Il 30 marzo 2023, l’Autorità per la Protezione dei Dati italiani ha ordinato il blocco di ChatGPT, un servizio di intelligenza artificiale sviluppato da OpenAI. La motivazione dietro questa decisione riguarda presunte violazioni della normativa sulla protezione dei dati personali, sottolineando come i dati utilizzati per addestrare il modello siano stati raccolti senza informare gli interessati e senza verificare la loro età. Tuttavia, l’ordine solleva dubbi da un punto di vista tecnico, legale e culturale, suggerendo che l’Autorità per la Protezione dei Dati potrebbe aver commesso un errore nel suo giudizio.

In primo luogo, il consenso dell’interessato è solo una delle basi legali per il trattamento dei dati personali. Nel caso di OpenAI, si potrebbe sostenere che l’azienda abbia un “interesse legittimo” nel trattare i dati, poiché questi sono stati resi disponibili liberamente dagli individui su profili pubblici, blog e piattaforme. Inoltre, l’ordine non tiene conto delle differenze tra ChatGPT e altri servizi, come i motori di ricerca, che offrono risultati potenzialmente inaffidabili o fonti di disinformazione.

Un altro punto critico riguarda la protezione dei minori. Sebbene l’Autorità per la Protezione dei Dati sostenga che ChatGPT espone i minori a risposte inadeguate, la responsabilità di proteggere i minori dalla tecnologia dovrebbe ricadere sui genitori o tutori legali, piuttosto che sull’ente regolatore. Inoltre, l’accesso a ChatGPT richiede la stipula di un contratto, il che significa che solo gli adulti possono utilizzare il servizio con pieno effetto legale.
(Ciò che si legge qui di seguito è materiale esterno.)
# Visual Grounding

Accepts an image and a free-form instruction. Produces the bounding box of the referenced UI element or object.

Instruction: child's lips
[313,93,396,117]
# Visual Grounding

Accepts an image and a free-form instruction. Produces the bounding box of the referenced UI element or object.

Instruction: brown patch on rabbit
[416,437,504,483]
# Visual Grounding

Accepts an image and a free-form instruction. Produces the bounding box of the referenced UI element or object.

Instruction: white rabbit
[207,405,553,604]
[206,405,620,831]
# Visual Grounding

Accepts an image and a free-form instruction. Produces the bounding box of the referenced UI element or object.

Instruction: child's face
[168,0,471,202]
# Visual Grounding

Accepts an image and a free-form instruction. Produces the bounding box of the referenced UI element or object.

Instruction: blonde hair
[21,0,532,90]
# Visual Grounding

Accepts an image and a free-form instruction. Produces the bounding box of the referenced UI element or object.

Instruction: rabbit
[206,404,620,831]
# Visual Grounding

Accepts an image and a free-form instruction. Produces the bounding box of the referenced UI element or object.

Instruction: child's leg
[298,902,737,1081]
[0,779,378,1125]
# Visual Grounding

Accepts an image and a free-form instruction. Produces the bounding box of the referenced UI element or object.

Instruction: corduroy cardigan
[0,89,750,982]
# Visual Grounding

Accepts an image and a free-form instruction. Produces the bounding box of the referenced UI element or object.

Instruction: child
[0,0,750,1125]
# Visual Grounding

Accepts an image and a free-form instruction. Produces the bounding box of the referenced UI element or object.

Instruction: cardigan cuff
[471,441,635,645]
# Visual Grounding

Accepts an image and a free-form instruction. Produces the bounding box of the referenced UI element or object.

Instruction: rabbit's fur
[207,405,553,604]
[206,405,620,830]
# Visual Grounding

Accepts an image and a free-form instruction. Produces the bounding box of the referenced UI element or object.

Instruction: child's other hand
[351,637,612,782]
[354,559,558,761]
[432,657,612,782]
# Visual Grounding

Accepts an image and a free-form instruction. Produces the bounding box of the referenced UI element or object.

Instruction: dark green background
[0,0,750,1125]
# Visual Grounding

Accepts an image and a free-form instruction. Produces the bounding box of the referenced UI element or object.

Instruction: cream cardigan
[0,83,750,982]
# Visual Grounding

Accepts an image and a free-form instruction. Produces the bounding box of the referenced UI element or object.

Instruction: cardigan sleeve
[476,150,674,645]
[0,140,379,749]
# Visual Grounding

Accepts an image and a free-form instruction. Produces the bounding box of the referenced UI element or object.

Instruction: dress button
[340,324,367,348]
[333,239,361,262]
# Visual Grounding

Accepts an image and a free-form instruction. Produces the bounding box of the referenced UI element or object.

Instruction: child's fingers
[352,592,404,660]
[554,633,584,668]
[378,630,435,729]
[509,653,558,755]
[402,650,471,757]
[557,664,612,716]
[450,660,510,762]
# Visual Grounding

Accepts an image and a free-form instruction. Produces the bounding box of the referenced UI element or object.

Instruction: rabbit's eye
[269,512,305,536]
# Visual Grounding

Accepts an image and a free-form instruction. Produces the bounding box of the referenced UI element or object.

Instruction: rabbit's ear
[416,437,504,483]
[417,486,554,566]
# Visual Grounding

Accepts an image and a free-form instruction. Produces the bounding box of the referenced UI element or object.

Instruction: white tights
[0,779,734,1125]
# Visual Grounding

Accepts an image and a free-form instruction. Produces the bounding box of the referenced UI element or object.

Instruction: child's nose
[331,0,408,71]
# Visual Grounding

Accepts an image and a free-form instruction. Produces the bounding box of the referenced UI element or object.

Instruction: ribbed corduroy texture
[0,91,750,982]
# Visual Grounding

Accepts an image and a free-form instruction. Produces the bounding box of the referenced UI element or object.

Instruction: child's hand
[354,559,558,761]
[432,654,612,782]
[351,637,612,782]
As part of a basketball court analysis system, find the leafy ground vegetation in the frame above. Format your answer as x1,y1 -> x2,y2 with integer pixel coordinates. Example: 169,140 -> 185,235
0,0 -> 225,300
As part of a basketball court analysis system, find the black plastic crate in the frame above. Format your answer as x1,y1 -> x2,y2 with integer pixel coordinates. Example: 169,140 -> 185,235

Infine, l’ordine del Garante solleva preoccupazioni politiche ed economiche, poiché mette in discussione l’intero ecosistema statunitense basato su piattaforme e sull’economia dei dati, senza che l’Italia abbia un’alternativa valida per cittadini e imprese. Inoltre, rafforza il principio dell’irresponsabilità individuale e del disimpegno civico, suggerendo che il rispetto dei diritti degli utenti sia subordinato alla necessità politica.

In conclusione, il blocco di ChatGPT in Italia sembra essere un errore da parte dell’Autorità per la Protezione dei Dati. Non solo la decisione è discutibile da un punto di vista tecnico e legale, ma potrebbe anche avere ripercussioni negative sull’innovazione e sul progresso tecnologico nel Paese. È importante che le autorità di protezione dei dati lavorino insieme alle aziende tecnologiche per garantire il rispetto della normativa sulla privacy, senza ostacolare lo sviluppo e l’adozione di tecnologie all’avanguardia come ChatGPT.